En este breve y a ratos deslumbrante libro, Sándor Márai, en su día acalorado antifascista y arrinconado posteriormente por los soviets bajo la desdeñosa etiqueta de burgués, aborda esa transición a la vileza, uno de sus asuntos dilectos, a través de la vida de Otto Schwarz, un joven amable y más bien tosco que un buen día queda hipnotizado contemplando el sacrificio de un buey. Y que, posteriormente, y en medio de una economía brutal y de supervivencia, de oficios rudos y violentos alivios sexuales, triunfa como soldado en la Primera Guerra Mundial, hasta el punto de tocar la gloria por su impavidez para actuar sin misericordia y reprimir salvajemente todo rescoldo de resistencia o insurrección. Un asunto que, atajado con la prosa a dentelladas y arrebatadoramente precisa de Márai, sirve al autor para dejar entrever dilemas que infortunadamente siguen de actualidad: la escalofriante laxitud ética con la que las acciones que más deploramos son potencialmente bienvenidas en función de quien sea la víctima y de nuestra adscripción ideológica o militante; la concomitancia entre los albañales de la pulsión erótica y la pulsión de la muerte; la miopía del patriotismo o la facilidad con la que nuestras mentes se adaptan a un entorno marcado por el embrutecimiento y la impiedad.

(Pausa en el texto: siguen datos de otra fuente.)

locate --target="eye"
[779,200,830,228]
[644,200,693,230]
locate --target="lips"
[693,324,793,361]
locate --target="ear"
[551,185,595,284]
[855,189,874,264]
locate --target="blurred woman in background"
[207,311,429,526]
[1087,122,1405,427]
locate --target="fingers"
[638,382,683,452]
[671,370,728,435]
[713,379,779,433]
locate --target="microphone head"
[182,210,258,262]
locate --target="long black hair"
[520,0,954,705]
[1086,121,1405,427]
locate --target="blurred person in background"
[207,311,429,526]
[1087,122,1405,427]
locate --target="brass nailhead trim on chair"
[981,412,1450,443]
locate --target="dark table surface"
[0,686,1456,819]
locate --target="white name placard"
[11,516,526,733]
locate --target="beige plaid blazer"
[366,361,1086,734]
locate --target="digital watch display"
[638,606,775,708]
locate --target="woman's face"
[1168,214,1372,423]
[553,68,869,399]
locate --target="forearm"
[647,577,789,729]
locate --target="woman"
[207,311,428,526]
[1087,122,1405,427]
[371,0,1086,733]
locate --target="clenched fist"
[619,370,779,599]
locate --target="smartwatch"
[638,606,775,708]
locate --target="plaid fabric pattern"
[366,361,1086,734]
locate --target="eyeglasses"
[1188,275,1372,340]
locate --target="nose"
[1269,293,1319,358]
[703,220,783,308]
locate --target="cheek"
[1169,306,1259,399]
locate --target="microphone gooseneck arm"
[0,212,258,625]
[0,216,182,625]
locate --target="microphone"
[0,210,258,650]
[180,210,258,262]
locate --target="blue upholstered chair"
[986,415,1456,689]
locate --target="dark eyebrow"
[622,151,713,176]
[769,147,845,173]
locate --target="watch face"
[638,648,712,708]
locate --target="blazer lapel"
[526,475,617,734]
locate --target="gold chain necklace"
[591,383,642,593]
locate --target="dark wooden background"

O la que probablemente sea la lección más irresponsablemente desaprendida durante los últimos cien años de historia: que los monstruos, ya sean Franco o Putin, no crecen tan lejos de nosotros mismos como nos gustaría. Tampoco en su declinación anatómica e instintiva. Y que permanecen, por lo demás, agazapados ahí; en los mensajes de odio, en los parroquianos de la barbería. Y hasta en los burgueses que con tanta precisión retrataría en sus novelas el propio Márai.

Somos polvo, mas polvo tan enamorado como virtualmente tóxico. Antes y después de las fake news; de nosotros depende no cerrar los ojos y contribuir en una y otra dirección. Con todos sus matices. Incluido el de no repetir de nuevo la historia y el de ser seres humanos capaces igualmente de lo mejor. Lean y vuelvan a la literatura de Sándor Márai; y no sólo por placer. De la barbarie, de su conmoción, de la olla a presión de la desigualdad, en teoría, también se sale. Tal vez, incluso, hasta construyendo verdaderamente cultura y civilización.